Oさんは高校生の頃、奇妙な体験をしたそうだ。
その時はただ単に眠っていると祖父が出てきて、「水が足りん、仏壇に供えろ」と言って来た。もちろん夢の事なので気にする事も無いのだが、受験勉強で根を詰めていたので気分転換に仏壇を見ると、本当に水が切れていた。水を入れて供え手を合わせると再び勉強に戻った。
それからも時々、勉強中に夢を見る事があった。時にはお菓子が無くなっているとか、花が枯れそうになっているなど注文は多かったが、気分が落ち込んでいるときにそんな事をするときが紛れた。

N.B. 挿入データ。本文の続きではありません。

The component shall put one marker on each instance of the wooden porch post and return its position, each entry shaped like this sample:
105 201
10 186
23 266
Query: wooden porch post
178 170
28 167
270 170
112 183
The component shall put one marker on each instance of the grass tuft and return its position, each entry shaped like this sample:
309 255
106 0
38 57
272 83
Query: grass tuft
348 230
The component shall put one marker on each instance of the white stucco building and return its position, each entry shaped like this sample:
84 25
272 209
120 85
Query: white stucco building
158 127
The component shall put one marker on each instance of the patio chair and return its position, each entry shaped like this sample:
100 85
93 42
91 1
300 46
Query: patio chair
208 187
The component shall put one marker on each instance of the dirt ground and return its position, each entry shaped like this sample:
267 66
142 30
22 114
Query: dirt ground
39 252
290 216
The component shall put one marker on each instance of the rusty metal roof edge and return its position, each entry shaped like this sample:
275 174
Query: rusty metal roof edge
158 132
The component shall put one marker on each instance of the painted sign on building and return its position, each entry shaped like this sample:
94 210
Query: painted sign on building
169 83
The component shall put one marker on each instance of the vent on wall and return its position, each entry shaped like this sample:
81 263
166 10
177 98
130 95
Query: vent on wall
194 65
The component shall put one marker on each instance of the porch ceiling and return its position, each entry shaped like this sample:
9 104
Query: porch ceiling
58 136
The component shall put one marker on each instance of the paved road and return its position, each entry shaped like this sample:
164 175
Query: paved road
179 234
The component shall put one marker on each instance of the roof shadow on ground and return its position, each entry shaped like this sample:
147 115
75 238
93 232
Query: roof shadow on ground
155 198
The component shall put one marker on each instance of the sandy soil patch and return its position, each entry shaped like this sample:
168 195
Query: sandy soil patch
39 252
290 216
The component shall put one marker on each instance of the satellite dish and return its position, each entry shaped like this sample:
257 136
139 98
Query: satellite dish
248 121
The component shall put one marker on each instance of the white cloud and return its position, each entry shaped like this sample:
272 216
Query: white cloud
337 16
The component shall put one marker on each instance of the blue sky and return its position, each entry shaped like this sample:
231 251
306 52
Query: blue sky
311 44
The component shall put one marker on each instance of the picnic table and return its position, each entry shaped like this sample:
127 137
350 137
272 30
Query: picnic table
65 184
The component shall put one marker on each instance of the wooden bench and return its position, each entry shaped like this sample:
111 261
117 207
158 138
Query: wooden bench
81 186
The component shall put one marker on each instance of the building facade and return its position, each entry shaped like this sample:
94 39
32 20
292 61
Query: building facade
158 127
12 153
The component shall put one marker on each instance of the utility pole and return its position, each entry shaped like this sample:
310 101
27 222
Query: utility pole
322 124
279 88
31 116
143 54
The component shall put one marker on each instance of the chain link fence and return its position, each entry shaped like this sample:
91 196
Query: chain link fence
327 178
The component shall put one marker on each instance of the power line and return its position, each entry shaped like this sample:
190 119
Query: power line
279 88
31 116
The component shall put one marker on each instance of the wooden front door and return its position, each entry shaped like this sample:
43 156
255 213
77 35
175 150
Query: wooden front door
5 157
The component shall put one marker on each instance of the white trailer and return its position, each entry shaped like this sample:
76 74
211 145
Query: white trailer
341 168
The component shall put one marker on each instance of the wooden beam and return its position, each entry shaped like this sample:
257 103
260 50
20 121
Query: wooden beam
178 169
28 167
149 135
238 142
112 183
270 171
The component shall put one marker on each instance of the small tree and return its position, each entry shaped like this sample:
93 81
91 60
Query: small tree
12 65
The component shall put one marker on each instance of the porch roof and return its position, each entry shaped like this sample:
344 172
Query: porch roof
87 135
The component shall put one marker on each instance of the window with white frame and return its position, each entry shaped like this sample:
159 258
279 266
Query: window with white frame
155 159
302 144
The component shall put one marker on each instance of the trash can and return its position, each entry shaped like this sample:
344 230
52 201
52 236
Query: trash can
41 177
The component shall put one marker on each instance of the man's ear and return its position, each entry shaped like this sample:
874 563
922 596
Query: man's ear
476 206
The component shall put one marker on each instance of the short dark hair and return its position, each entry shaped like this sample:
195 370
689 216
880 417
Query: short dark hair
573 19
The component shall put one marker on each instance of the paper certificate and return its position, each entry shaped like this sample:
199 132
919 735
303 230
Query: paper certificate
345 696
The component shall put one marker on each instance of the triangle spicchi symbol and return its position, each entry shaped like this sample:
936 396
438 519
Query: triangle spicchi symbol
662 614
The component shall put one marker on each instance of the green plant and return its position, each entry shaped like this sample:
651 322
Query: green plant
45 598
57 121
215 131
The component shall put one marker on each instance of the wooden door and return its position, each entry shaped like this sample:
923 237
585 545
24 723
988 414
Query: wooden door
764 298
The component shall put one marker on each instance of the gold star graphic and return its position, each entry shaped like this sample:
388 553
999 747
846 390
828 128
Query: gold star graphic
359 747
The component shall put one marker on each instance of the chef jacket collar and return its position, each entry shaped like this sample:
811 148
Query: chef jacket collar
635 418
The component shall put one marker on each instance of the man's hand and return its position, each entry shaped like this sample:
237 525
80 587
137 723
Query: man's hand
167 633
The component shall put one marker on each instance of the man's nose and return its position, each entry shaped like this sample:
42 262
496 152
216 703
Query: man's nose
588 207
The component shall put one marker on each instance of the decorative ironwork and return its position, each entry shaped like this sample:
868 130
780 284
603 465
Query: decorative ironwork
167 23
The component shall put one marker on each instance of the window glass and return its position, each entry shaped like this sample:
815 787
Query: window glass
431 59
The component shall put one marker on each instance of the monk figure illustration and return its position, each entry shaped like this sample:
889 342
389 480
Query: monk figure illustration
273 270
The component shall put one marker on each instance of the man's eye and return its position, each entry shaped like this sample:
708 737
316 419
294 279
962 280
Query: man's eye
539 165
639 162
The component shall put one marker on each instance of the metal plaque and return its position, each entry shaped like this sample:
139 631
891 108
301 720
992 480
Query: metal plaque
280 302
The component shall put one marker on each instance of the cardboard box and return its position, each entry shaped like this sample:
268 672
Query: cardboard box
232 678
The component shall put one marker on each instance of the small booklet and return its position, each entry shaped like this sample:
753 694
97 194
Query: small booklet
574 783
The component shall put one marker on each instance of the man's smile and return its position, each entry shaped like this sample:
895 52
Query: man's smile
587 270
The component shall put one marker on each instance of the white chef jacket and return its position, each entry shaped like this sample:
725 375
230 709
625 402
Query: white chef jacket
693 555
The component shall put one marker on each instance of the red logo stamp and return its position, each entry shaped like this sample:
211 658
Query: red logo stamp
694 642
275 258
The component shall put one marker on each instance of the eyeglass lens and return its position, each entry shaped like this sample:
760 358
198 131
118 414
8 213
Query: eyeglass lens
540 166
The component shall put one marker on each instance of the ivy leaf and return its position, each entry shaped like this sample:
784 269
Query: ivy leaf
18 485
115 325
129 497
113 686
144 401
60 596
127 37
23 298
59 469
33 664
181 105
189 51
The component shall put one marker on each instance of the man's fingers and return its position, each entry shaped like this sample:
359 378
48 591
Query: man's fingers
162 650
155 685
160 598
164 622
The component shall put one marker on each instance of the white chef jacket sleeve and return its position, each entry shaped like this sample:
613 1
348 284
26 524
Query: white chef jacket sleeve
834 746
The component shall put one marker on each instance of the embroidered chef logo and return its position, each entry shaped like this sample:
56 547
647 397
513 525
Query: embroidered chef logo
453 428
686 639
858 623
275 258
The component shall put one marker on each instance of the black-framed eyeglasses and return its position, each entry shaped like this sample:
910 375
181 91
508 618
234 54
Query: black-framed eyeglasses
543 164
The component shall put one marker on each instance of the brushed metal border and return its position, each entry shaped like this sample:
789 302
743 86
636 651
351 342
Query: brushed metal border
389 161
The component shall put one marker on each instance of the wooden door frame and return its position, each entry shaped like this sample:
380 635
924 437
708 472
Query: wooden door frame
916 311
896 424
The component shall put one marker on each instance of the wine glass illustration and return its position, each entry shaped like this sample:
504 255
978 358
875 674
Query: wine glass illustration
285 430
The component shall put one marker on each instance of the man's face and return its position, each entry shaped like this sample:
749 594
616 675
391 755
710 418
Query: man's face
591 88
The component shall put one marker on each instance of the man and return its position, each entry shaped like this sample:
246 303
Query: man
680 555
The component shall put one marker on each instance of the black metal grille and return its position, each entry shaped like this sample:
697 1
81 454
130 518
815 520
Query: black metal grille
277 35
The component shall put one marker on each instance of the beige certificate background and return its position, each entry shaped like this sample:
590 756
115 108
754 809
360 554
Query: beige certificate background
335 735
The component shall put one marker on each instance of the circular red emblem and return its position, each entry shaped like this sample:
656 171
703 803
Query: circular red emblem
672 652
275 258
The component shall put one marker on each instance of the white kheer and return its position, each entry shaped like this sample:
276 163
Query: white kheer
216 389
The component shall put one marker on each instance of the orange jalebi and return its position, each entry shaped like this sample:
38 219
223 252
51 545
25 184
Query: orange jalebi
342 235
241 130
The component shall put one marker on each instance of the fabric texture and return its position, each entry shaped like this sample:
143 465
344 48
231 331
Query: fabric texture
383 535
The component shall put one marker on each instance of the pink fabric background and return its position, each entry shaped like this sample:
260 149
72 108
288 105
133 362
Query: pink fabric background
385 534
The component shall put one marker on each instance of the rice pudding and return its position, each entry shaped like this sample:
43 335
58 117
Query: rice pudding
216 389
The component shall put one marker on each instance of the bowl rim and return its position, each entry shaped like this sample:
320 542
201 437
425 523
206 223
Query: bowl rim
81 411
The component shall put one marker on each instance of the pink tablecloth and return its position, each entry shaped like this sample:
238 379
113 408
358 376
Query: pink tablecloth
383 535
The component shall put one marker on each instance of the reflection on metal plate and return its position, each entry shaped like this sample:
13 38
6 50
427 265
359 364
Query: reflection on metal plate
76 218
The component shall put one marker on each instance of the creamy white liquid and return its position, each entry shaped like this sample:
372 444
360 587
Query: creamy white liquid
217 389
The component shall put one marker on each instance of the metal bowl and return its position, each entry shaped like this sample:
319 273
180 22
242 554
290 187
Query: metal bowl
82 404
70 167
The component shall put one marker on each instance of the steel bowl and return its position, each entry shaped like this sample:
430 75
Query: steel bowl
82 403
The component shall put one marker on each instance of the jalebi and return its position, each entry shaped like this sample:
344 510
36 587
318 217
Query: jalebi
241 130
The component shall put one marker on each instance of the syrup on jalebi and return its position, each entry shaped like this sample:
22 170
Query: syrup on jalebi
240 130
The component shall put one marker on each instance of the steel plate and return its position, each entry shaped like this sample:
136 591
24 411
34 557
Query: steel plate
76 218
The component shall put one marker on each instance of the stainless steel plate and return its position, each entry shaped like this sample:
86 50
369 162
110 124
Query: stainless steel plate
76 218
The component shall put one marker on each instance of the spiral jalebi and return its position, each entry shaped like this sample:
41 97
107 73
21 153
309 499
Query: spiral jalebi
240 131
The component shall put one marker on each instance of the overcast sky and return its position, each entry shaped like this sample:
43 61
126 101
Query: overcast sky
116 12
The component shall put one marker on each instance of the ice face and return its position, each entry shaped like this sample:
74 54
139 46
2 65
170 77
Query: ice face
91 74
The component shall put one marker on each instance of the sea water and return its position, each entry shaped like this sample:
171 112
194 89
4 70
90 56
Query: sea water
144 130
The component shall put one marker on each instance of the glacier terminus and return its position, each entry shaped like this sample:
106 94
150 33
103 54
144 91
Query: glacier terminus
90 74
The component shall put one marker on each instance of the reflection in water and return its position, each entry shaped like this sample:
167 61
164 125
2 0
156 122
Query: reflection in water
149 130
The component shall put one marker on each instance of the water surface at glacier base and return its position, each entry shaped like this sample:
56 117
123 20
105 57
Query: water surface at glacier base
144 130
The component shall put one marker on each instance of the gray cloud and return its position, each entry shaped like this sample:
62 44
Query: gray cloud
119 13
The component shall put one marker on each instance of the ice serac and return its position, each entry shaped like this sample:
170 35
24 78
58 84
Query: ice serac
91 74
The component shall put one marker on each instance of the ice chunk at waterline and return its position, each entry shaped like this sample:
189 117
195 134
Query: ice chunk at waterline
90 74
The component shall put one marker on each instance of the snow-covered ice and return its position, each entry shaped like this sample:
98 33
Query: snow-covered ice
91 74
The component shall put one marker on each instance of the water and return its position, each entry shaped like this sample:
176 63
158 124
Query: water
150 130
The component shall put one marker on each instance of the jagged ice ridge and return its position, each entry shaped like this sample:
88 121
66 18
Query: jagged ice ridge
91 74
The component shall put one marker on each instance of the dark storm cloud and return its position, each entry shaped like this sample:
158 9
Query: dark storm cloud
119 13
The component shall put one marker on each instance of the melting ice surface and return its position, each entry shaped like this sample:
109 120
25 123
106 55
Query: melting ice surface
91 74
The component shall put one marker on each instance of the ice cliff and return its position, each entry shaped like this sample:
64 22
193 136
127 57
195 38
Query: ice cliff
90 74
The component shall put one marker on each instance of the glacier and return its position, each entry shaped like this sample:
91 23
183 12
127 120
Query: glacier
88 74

受験が近くなった頃、追い込みをしていたのだが、プツンと意識が途切れて夢を見た。その夢の中では写真でしか見た事が無いような先祖から祖父まで勢揃いしていて、『お前には世話になった、あまり根を詰めんようにな』と言って消えていった。
彼女は無事受験が上手く行き、都内の某大学に入った。
周囲のみんなはよく頑張ったねと言ってきたが、どうにも彼女の感覚だとご先祖たちのおかげではないかという思いが離れないそうだ。
今でも規制したときには毎回仏壇をしっかり手入れしているそうだ。